There was a mumbled reply and the sound of hooves clomping down the stairs. Twilight Velvet turned back to Cadance. "She's in her room, as always, and I'm sure you know the drill. Help yourself to anything else in the kitchen, but the cake is for an office party tomorrow."

"No worries, Mrs. Velvet, I already ate."

"You aren't the one I'm worried about, deary."

Cadance chuckled. "I'll keep Twilight well away from it, I promise." The sugar high alone was reason enough to keep the filly away from such sweets after dark. She turned and trotted toward the young filly's room.

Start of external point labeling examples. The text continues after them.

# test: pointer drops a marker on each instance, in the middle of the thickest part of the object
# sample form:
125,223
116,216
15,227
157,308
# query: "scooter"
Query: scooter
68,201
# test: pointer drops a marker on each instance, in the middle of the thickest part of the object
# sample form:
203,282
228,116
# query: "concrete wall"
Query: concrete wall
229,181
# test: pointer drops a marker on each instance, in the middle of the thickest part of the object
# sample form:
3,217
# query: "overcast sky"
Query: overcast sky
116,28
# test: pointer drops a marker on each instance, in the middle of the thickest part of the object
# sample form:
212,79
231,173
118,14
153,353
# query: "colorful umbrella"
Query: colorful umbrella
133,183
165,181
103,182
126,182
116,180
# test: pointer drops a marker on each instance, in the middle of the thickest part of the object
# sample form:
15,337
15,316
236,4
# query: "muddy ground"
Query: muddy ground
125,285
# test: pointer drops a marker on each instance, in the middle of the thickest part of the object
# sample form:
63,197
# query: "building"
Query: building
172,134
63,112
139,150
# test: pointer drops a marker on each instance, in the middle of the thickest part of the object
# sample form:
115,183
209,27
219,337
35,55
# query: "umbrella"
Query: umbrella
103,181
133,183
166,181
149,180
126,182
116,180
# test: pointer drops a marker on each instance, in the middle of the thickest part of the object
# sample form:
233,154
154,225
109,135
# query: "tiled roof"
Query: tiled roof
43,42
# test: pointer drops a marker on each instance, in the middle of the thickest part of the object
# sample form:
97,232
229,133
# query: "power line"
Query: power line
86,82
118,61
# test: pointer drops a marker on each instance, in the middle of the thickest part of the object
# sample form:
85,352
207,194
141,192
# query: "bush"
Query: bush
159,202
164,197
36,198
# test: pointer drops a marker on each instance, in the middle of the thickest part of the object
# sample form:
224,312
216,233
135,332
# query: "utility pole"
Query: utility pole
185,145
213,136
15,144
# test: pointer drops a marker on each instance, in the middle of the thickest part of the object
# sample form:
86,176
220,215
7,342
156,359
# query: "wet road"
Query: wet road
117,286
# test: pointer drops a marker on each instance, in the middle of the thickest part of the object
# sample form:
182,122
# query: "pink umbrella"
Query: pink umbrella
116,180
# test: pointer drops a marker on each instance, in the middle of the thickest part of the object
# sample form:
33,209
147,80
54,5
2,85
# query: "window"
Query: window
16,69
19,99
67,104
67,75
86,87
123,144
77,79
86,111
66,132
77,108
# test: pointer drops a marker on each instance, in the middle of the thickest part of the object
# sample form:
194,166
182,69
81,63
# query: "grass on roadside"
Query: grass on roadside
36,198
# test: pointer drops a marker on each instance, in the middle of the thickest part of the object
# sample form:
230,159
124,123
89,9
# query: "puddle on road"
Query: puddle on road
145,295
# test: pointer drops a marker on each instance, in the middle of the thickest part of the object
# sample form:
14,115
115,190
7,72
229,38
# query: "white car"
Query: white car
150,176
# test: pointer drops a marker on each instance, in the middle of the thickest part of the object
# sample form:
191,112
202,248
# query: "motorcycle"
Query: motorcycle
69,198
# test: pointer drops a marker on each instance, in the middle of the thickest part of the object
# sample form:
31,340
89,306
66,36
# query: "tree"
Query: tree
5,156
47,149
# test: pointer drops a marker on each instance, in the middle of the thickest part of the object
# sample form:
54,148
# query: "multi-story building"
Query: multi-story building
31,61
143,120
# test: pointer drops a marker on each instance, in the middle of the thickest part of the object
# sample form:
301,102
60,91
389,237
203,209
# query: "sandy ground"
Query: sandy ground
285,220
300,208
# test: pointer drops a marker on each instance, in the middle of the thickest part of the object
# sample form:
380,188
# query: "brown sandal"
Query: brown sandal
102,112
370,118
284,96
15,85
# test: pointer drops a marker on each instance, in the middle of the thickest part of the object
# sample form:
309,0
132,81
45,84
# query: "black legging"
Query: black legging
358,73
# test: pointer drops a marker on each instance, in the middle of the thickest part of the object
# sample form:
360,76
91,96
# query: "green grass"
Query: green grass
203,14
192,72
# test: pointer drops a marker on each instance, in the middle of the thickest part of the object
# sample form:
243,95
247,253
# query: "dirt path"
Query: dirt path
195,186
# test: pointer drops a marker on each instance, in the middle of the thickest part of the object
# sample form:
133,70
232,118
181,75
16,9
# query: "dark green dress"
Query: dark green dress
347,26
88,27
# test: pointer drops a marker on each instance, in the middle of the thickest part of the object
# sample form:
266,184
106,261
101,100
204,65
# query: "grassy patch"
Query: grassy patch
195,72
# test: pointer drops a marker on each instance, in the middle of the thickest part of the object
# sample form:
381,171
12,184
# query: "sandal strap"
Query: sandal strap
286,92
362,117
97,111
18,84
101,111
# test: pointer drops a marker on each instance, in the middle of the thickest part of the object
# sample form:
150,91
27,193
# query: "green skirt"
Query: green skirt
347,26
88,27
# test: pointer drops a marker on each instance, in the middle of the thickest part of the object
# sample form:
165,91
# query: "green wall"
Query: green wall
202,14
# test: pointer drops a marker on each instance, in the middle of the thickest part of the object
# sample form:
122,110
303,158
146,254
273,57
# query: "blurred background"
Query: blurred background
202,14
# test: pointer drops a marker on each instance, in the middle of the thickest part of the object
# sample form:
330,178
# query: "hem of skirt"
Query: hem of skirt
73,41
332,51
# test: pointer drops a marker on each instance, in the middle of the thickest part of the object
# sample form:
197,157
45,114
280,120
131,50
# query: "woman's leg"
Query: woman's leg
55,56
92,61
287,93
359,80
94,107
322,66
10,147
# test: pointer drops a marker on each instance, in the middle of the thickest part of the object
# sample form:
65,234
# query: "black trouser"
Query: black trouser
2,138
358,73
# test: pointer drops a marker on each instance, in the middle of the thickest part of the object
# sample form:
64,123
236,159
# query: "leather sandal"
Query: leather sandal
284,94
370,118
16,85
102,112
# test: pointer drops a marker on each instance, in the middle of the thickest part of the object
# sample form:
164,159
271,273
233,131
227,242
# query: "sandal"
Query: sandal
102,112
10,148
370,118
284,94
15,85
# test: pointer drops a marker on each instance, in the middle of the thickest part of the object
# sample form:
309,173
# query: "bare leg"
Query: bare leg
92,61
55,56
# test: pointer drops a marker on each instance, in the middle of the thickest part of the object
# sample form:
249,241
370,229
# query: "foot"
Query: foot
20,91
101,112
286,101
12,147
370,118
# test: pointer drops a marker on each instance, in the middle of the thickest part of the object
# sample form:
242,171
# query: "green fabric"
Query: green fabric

Pushing open the door, Cadance found the young unicorn sitting at a small table, with Ms. Smarty Pants and two other stuffed animals arrayed around it as well. In front of each were some playing cards, and Twilight Sparkle—complete with a green visor that was several sizes too large—was using her magic to deal more.

"Well what have we here?" Cadance said, by way of announcing herself.

"Oh, Cadance!" Twilight said, excitement in her voice. "You're just in time for the next hoof. Sit down there!" She was a rather imperious little thing, Cadance thought to herself.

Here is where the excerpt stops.